Board members of the National Rifle Association and its affiliated organization the NRA Foundation, as well as the NRA's lobbying division, have a financial interest in allowing the continued sale of high-capacity ammunition magazines like those used in the Arizona mass shooting according to a just-released investigation by the Washington, DC-based Center for Public Integrity (CPI).
The CPI investigation, with subsequent additional research by the Violence Policy Center, reveals the following.
- NRA board member Pete Brownell owns Brownells Inc., which sells a wide-range of high-capacity ammunition magazines for pistols and assault weapons, including the same capacity Glock magazine as the 33-round magazine used in the Arizona attack. Brownells also manufactures high-capacity ammunition magazines. On his website supporting his campaign to join the NRA's board, Brownell offers his vision for strengthening the bond between the NRA and the gun industry and making sure that industry members are part of the NRA's mission:
"Having directors who intimately understand and work in leadership positions within the firearms industry ensures the NRA's focus is honed on the overall mission of the organization. These individuals bring a keen sense of the industry and of the bigger fight to the table."

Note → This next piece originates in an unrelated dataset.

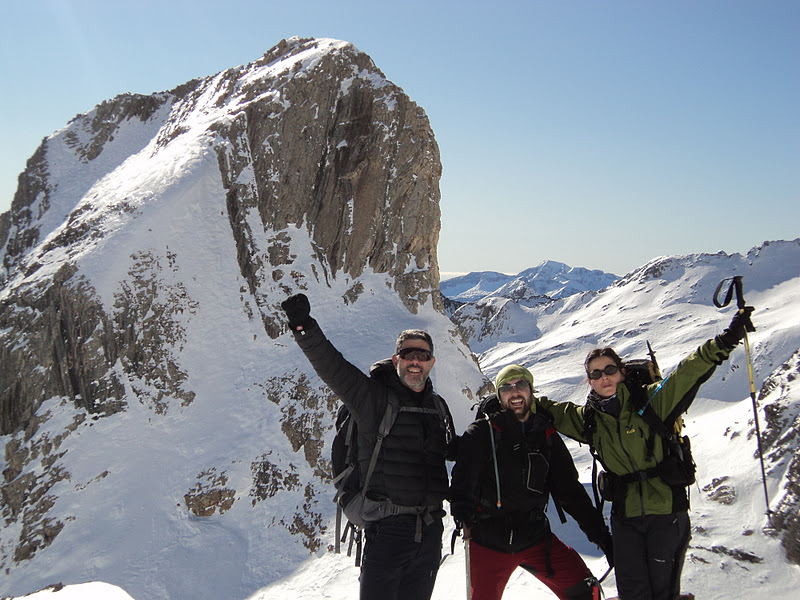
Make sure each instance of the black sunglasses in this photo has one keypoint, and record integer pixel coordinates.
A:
(609, 370)
(419, 354)
(520, 385)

Brownells, which describes itself as the "world's largest supplier of firearms accessories and gunsmithing tools" also sponsors the NRA's National Youth Shooting Sports Ambassadors.
Given that the NRA's coffers benefit directly from the sale of high-capacity ammunition magazines, it's easy to understand why the NRA opposes any proposal--like the bill introduced yesterday by Representative Carolyn McCarthy (D-NY)--to regulate them.